Summary
The After-Hours Case Manager is responsible for the assessment, treatment planning, intervention, monitoring, evaluation and documentation on identified patients during an acute care episode after normal business hours.
Duties and Responsibilities:
- Screen incoming calls for admission against Milliman Care Guidelines (MCG) to determine if member requires Observation admissions vs Inpatient admission to the acute care setting.
- Act as a liaison for any member/ provider calls.
- Perform clinical review upon admission.
- Coordinate interfacility transfer of patients to tertiary facilities for higher level of care.
- Coordinate repatriation of patients from out of network facilities to their contracted/ capitated facility.
- Identify and resolve barriers or potential barriers to safe transition and outpatient management.
- Coordinate and assure all services for care transitions; including transfer to lower level of care, transfer to outpatient management, etc.
- Coordinate and facilitate Peer to Peer discussions when deemed necessary or requested.

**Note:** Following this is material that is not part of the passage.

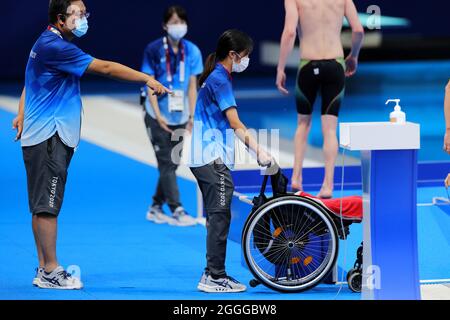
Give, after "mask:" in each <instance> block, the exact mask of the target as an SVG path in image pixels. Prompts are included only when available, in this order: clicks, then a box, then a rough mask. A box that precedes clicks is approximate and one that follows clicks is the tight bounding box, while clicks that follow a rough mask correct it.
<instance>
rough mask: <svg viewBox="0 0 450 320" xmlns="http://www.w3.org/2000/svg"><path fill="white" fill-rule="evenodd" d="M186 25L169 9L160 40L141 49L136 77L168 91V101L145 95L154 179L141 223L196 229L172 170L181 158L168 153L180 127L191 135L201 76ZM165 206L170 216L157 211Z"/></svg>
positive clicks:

- Coordinate care for patients in the Emergency Room or Urgent Care to avoid an unnecessary acute inpatient admission.
- Timely document based on regulatory and contractual guidelines established by Federal, State, Local and Health plan guidelines, along with MedPOINT Management policies and associated Participating Provider Group (PPG).
- Communicate with health plans directly on complex cases
- Consistently exhibits behavior and communication skills that demonstrate commitment to superior customer service, including quality care and concern with every internal and external member.

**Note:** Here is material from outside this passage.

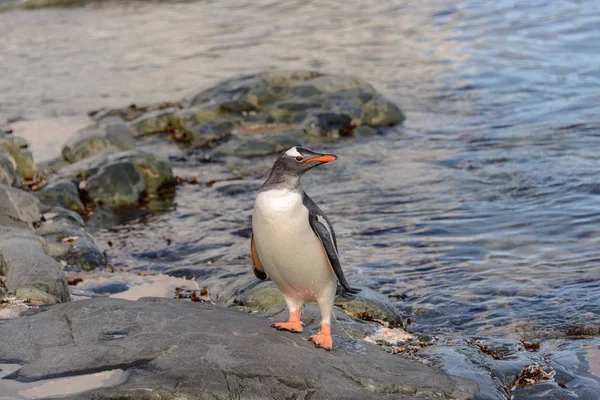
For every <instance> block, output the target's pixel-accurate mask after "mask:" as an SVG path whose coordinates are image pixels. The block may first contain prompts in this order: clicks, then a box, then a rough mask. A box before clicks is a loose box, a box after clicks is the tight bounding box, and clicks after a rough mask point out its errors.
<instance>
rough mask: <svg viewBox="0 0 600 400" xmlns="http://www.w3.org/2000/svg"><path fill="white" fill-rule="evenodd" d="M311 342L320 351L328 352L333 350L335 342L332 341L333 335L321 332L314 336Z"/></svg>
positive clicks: (319, 332) (309, 339)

- Perform other duties as assigned.
Minimum Job Requirements:
- Current RN or LVN licensure; Preferred: BSN level of education.
- Registered Nurse or Licensed Vocational Nurse with clinically focused work history.

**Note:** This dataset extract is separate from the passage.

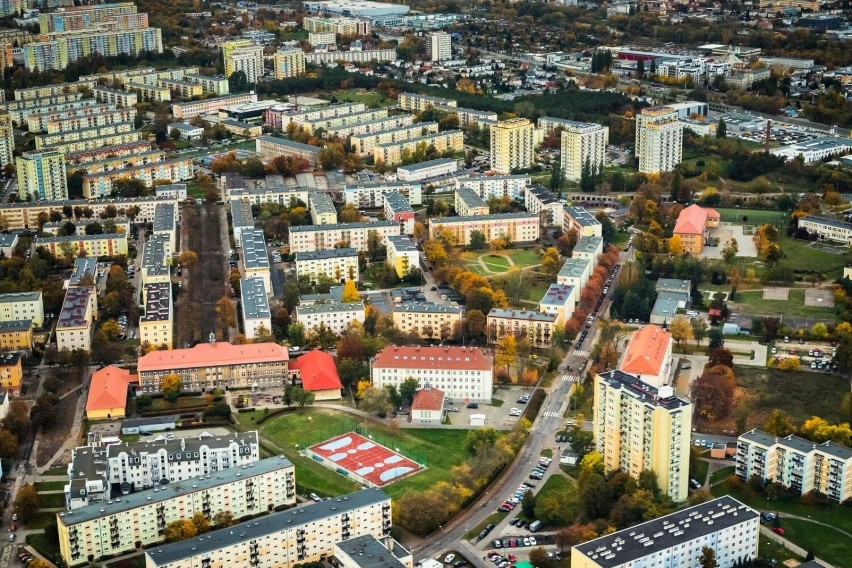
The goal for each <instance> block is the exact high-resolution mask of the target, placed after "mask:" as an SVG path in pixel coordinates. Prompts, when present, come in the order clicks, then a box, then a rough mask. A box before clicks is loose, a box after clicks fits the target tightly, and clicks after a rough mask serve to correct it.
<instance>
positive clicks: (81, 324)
mask: <svg viewBox="0 0 852 568" xmlns="http://www.w3.org/2000/svg"><path fill="white" fill-rule="evenodd" d="M97 312H98V298H97V293H96V292H95V287H94V286H75V287H73V288H68V290H67V291H66V292H65V300H64V301H63V302H62V309H61V310H60V312H59V320H58V321H57V322H56V348H57V349H58V350H59V351H74V350H75V349H82V350H83V351H89V350H90V349H91V345H92V322H93V321H94V319H95V318H96V317H97Z"/></svg>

- Prefer three-five years clinical experience within an acute health care setting with recent work history in acute care case management role or related health care experience.
- Working knowledge of case management philosophy/process/role, needs assessment, principles of utilization review/quality assurance, use of Milliman or other clinical decision support criteria, discharge planning, and reimbursement structures (i.e. Government and non-governmental payers).
- Ability to read, analyze and comprehend complex clinical data and its application to level of care criteria and discharge options; strong, broad-based clinical knowledge and understanding of pathology/physiology of disease processes; excellent critical thinking skills; assertive personality traits to facilitate ongoing physician communication; organize, prioritize and manage time efficiently.
- Schedule will vary but must be available for a minimum of 4 shifts per week, weekends, holidays, and other scheduled closures of MedPOINT Management.
Skills and Abilities:
- Computer literacy and familiarity with the operation of basic office equipment.
- Proficient in Excel and Word.
- Knowledge of EZ-Cap.
- Must be able to communicate effectively with a wide range of hospital personnel, physicians, patients/family members.